First, let’s review some definitions:
- A value item is a representation of a specific value meaning in a value domain.
- A value domain is a collection of value items.
- A conceptual domain represents the meanings of the permissible values in a value domain.
- A value meaning is a relation between a concept in a conceptual domain and a value item.
As an example, the “states of the United States” is a conceptual domain.

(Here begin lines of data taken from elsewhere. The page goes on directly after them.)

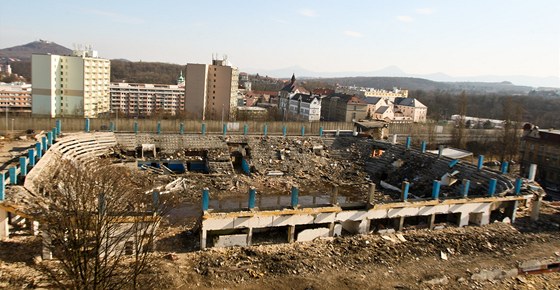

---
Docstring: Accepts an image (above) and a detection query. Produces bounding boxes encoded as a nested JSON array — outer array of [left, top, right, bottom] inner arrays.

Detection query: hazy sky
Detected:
[[1, 0, 559, 79]]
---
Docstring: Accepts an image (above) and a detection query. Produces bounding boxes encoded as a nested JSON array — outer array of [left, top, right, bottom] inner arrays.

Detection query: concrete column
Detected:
[[331, 184, 339, 205], [401, 181, 410, 201], [488, 178, 497, 197], [438, 145, 444, 158], [392, 134, 398, 144], [432, 180, 441, 199], [0, 208, 8, 240], [477, 155, 484, 171], [405, 136, 411, 150], [247, 227, 253, 246], [528, 164, 537, 181], [41, 136, 48, 151], [201, 123, 206, 135], [367, 183, 376, 206], [202, 188, 210, 212], [461, 179, 470, 198], [85, 118, 90, 132], [19, 156, 27, 176], [394, 217, 405, 231], [26, 220, 39, 236], [282, 126, 287, 137], [319, 126, 324, 137], [35, 142, 42, 159], [0, 172, 4, 201], [500, 161, 509, 174], [180, 123, 185, 135], [263, 124, 268, 136], [329, 222, 335, 236], [9, 167, 17, 184], [531, 194, 543, 221], [504, 200, 519, 223], [290, 186, 299, 209], [288, 225, 295, 243], [514, 177, 523, 195], [336, 129, 340, 137], [429, 214, 436, 229], [28, 149, 35, 167], [458, 212, 470, 227], [243, 124, 248, 136], [248, 187, 256, 210], [421, 141, 427, 153], [301, 125, 305, 136], [134, 122, 139, 134], [200, 230, 207, 250]]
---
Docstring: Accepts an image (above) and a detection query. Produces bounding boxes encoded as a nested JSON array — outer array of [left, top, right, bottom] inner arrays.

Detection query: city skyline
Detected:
[[1, 0, 559, 86]]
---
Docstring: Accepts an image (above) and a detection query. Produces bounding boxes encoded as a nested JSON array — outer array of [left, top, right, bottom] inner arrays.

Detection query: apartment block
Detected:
[[0, 82, 32, 114], [31, 49, 110, 118], [110, 82, 185, 117]]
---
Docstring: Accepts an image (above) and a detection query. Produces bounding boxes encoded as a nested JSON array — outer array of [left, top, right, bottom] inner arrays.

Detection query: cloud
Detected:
[[416, 8, 434, 15], [298, 9, 317, 17], [84, 9, 144, 24], [344, 30, 363, 38], [396, 15, 414, 22]]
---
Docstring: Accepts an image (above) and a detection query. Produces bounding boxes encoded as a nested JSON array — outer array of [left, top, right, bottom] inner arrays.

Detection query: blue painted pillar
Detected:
[[201, 123, 206, 135], [263, 124, 268, 136], [461, 179, 470, 198], [157, 122, 161, 134], [42, 136, 48, 151], [405, 136, 411, 150], [243, 124, 248, 136], [421, 141, 427, 153], [152, 191, 160, 209], [282, 126, 287, 137], [51, 128, 57, 142], [28, 149, 35, 167], [488, 178, 497, 197], [202, 188, 210, 211], [47, 132, 53, 146], [291, 186, 299, 208], [449, 159, 459, 168], [401, 181, 410, 201], [477, 155, 484, 171], [109, 122, 114, 132], [514, 177, 522, 195], [248, 187, 256, 210], [19, 157, 27, 177], [301, 125, 305, 136], [35, 142, 42, 159], [432, 180, 441, 199], [134, 122, 138, 134], [500, 161, 509, 174], [55, 119, 61, 136], [9, 167, 16, 184], [0, 172, 5, 201], [180, 123, 185, 135], [85, 118, 90, 132], [319, 126, 324, 137], [222, 124, 227, 136]]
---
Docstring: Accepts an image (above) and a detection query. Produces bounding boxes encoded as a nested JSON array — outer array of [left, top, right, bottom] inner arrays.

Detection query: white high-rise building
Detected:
[[32, 48, 110, 118]]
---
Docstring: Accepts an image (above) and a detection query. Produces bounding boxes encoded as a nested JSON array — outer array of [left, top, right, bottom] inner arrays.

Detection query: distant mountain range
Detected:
[[0, 40, 72, 61], [245, 65, 560, 89]]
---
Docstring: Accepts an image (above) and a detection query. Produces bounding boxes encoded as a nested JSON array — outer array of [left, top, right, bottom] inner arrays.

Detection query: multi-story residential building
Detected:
[[287, 93, 322, 121], [185, 56, 239, 121], [110, 80, 185, 117], [0, 82, 32, 114], [31, 48, 110, 118], [321, 93, 368, 122], [519, 124, 560, 189]]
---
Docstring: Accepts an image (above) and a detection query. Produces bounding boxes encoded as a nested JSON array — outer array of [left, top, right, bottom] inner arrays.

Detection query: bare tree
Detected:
[[500, 97, 523, 162], [451, 91, 468, 148], [33, 159, 169, 289]]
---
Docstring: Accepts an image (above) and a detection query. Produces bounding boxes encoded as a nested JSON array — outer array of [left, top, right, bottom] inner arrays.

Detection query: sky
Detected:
[[1, 0, 559, 84]]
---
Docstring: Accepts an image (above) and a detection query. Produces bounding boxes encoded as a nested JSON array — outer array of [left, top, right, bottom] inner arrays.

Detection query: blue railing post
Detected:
[[109, 122, 114, 132], [56, 119, 61, 136], [401, 181, 410, 201], [421, 141, 427, 153], [319, 126, 324, 137], [9, 167, 17, 185], [243, 124, 248, 136], [134, 122, 139, 134], [42, 136, 48, 151], [201, 123, 206, 135], [301, 125, 305, 136], [514, 178, 522, 195], [51, 128, 57, 142], [449, 159, 459, 168], [405, 136, 411, 150], [263, 124, 268, 136], [202, 188, 210, 211], [500, 161, 509, 174], [0, 172, 5, 201], [19, 157, 27, 177], [248, 187, 256, 210], [488, 178, 497, 197], [47, 132, 53, 146], [477, 155, 484, 171], [157, 122, 161, 134], [282, 126, 287, 137], [35, 142, 42, 159], [85, 118, 90, 132], [28, 149, 35, 167], [222, 124, 227, 136], [461, 179, 470, 198], [179, 123, 185, 135], [291, 186, 299, 208], [432, 180, 441, 199]]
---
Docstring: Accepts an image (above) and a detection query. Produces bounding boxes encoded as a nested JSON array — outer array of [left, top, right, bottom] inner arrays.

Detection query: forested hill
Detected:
[[110, 60, 184, 84]]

There are concepts such as the geopolitical entities referred to as “states” that are members of the conceptual domain, such as “Alaska” and “California.” A value domain for states might consist of a collection of two-character uppercase abbreviations, such as “NY” or OH.” Another value domain for states might consist of two-digit codes such as “01” or “23.”
We can say that value domains A and B are isomorphic if:
- The cardinality of A is equal to the cardinality of B (they have the same number of values).
- Both A and B are associated with a conceptual domain C with the same cardinality as A and B.
- There is an enumeration of value meanings in A that is a 1-1 mapping to concepts in C.
- There is an enumeration of value meanings in B that is a 1-1 mapping to concepts in C.
In other words, in each value domain, each value is mapped to one and only one concept in the conceptual domain C. In this scenario, there is a value in reference value set A that is mapped to the same concept in conceptual domain C as a value in reference set B, and these two values are effectively equivalent in meaning, and the reference data sets can therefore be trivially transformed into each other.
To continue the example, given a reference data set A consisting of two-character upper-case abbreviations with 50 values in it, another reference data set B with 50 two-digit codes, and a direct mapping between each value to one and only one of the 50 states of the United States (conceptual domain C), then A and B are isomorphic and are essentially equivalent in representative power. In turn, these two data sets could be harmonized by transforming all instances of values in reference data set A to the corresponding value in reference data set B.
Reference data set isomorphism is a good starting point for harmonizing reference data sets. However, two reference sets do not always reflect the complete isomorphism, and that requires some additional insight for making the determination for harmonization.